AMD: Speculation, Rumors, and Discussion (Archive)

Status
Not open for further replies.
You realise that NVidia was doing attribute interpolation in shader code from barycentrics stored in shared memory way before AMD, don't you?
This is puny, of course I know, what do you want to prove with this?:-?

Anyway, vertex attributes consume a pitiful amount of the shared memory of each CU.
Do you have some more pecise numbers than "a pitiful amount"?
 
Honestly, i absoolutely not understand why Nvidia have not allready do it. I was prettty sure that it willl happend on Pascal allready, but like it is still not there, i will bet now for Volta. Its a logical evolution, it was extremely logic when AMD have introduct it, and it will be a logical suit for the nvidia architecture.

Possibly Nvidia are looking longer term with Temporal SIMD/SIMT type solution, still fits in with scalar execution.
Nvidia had a patent for a solution along this line back in 2011 created by Ronny Krashinsky.
http://www.freepatentsonline.com/y2013/0042090.html

Going back a few years, real world example of Temporal SIMD I think using Tesla core baseline:http://lpgpu.org/wp/wp-content/uploads/2013/06/dart.pdf and http://lpgpu.org/wp/wp-content/uploads/2014/02/PEGPUM_2014_tub_dart.pdf

Cheers
 
To change direction like that, would take time, most likely Volta would be the target to make such a change, as pipeline was what we have seen from nV since Kelpar has been evolutionary.
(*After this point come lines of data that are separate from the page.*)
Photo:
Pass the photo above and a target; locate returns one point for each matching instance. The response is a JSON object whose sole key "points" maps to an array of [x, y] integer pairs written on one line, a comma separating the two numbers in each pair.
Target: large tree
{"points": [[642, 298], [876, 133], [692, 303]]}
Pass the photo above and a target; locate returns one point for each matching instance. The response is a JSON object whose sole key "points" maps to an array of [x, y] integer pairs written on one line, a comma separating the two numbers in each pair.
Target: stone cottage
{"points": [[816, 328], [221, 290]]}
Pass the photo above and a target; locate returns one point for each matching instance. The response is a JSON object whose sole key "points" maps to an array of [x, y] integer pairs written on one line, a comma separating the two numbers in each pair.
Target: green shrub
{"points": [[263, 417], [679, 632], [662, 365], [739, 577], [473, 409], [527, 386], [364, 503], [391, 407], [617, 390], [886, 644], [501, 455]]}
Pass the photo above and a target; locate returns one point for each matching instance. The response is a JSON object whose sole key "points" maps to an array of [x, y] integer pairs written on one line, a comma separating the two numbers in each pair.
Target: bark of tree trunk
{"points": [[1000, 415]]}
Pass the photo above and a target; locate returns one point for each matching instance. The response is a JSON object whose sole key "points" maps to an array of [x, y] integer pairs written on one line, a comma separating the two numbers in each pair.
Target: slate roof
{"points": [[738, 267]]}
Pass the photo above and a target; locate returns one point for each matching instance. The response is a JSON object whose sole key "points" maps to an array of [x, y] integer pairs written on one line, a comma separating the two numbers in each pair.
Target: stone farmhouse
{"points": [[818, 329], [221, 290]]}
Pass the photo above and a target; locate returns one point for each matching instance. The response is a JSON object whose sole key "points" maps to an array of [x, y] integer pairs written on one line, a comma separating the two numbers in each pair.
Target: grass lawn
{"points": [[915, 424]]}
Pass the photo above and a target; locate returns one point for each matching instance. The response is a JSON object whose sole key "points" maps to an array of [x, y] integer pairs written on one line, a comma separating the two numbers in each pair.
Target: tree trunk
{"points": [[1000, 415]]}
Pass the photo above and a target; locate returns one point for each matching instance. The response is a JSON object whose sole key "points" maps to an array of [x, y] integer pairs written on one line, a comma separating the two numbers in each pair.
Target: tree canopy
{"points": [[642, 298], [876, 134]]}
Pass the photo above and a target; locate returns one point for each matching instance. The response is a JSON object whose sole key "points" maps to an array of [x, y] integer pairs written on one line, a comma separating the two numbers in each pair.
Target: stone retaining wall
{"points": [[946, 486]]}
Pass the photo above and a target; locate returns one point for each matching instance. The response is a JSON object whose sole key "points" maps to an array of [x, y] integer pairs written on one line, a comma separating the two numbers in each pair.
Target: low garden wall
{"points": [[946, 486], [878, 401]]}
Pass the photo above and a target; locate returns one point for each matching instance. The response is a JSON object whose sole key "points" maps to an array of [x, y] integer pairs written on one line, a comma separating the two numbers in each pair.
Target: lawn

Its not a so radical change ( nothing like a u-turn ). But its basically a different way of think it. I dont know, maybe it could
Possibly Nvidia are looking longer term with Temporal SIMD/SIMT type solution, still fits in with scalar execution.
Nvidia had a patent for a solution along this line back in 2011 created by Ronny Krashinsky.
http://www.freepatentsonline.com/y2013/0042090.html

Going back a few years, real world example of Temporal SIMD I think using Tesla core baseline:http://lpgpu.org/wp/wp-content/uploads/2013/06/dart.pdf and http://lpgpu.org/wp/wp-content/uploads/2014/02/PEGPUM_2014_tub_dart.pdf

Cheers

Really interessant read, thank you. But quite different of the use of a scalar unit .. I mean.. its so simple, why dont take part of it.. it will even been a real leaps on CUDA capacity. ( CUDA who certainly need a good leaps now ( or a good kick in the ass )
 
Its not a so radical change ( nothing like a u-turn ). But its basically a different way of think it. I dont know, maybe it could


Really interessant read, thank you. But quite different of the use of a scalar unit .. I mean.. its so simple, why dont take part of it.. it will even been a real leaps on CUDA capacity. ( CUDA who certainly need a good leaps now ( or a good kick in the ass )
Glad you liked them and yeah I thought so to.
Well one thing we know about Nvidia is that they only do incremental transitional architecture changes, which Andrew Lauritzen gave a really good recent post example of: https://forum.beyond3d.com/threads/...nd-analysis-thread.57188/page-68#post-1919927 with context also to: https://forum.beyond3d.com/threads/...nd-analysis-thread.57188/page-69#post-1920350
Cheers
 
Do you have some more pecise numbers than "a pitiful amount"?
If you can't work them out for yourself then I guess you're excused from the thread.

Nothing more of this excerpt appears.